May 28, 2008
Don’t get sick or injured on evenings and weekends
The Informed Patient - WSJ.com
Patients suffer higher rates of death, complications and medical errors when they are treated during thinly staffed off hours. Now, some hospitals are taking steps to improve safety and reduce their own legal liability from mishaps.Institutions that long relied on having doctors on call at home are hiring physicians known as nocturnists, who work only night shifts. Some hospitals have begun staffing intensive-care units round-the-clock with critical-care specialists who do double-duty coping with a crisis anywhere in the hospital. And new policies are being put in place to improve communications at the hand-off between the day and night shifts.
“People get sick 24 hours a day, but there is a stark discrepancy in the quality of care on nights and weekends” when 50% to 70% of patients may be admitted, says David Shulkin, chief executive of New York’s Beth Israel Medical Center. Dr. Shulkin has been making midnight rounds at his hospital on a regular basis to evaluate the quality of care and the need for additional staffing. In a recent editorial in the New England Journal of Medicine, he called on counterparts at other hospitals to do the same.
[snip]
The risks of seeking after-hour care are well documented. Recent studies show higher death rates for patients who arrive at the hospital with strokes after hours. This is also the case for patients who have a cardiac arrest at night when they are already in the hospital. And Stanford University researchers who examined close to five million hospital admissions in three states reported last year that rates of complications are significantly higher on weekends for surgeries including vascular procedures and obstetrical trauma during cesarean sections.

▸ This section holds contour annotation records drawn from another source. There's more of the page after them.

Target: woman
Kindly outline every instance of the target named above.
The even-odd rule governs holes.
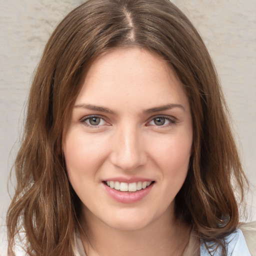
[[[250,255],[226,112],[202,40],[168,0],[78,6],[31,88],[9,254],[24,231],[28,255]]]

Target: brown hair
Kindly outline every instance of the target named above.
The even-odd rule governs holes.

Night-shift nurses often have bigger patient loads than nurses during the day, and may feel under pressure to take unsafe shortcuts. David Longnecker, an official at the Association of American Medical Colleges in Washington, D.C., says he was in a New York hospital for a diagnostic procedure recently. A nurse came in to change the bag on his IV medications twice during the night, he says. Even though he was awake, the nurse didn’t ask him to identify himself or check the name on his wristband against the medication, which is standard procedure. “Fortunately, there was no bad outcome, but it was a perfect setup for a major accident,” Dr. Longnecker says.

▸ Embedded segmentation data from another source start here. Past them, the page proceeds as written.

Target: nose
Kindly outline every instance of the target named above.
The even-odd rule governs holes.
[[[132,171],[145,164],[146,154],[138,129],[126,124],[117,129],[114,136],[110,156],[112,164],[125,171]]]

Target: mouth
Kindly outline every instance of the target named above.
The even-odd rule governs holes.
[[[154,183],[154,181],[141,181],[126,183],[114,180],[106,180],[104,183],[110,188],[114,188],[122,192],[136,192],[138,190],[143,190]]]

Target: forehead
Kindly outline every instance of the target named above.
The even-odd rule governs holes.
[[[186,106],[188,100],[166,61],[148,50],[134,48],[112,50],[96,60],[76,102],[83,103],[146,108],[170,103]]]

This isn’t particularly surprising. Actually one of the things that really frustrates me is the availability of some doctors - 3-4 day work weeks, etc.
I can’t really blame the system. 1) People generally don’t want to work those hours. 2) It costs more and isn’t profitable.
Another reminder to never get sick or injured.








One Comment to “Don’t get sick or injured on evenings and weekends”
June 1st, 2008 at 12:29 pm
On top of this there is a nationwide nursing shortage that needs attention. The state of healthcare in this country is entering a trying time, but being informed as a patient is one way to be be prepared. the more informed the public is the more we may see action to help alleviate this situation.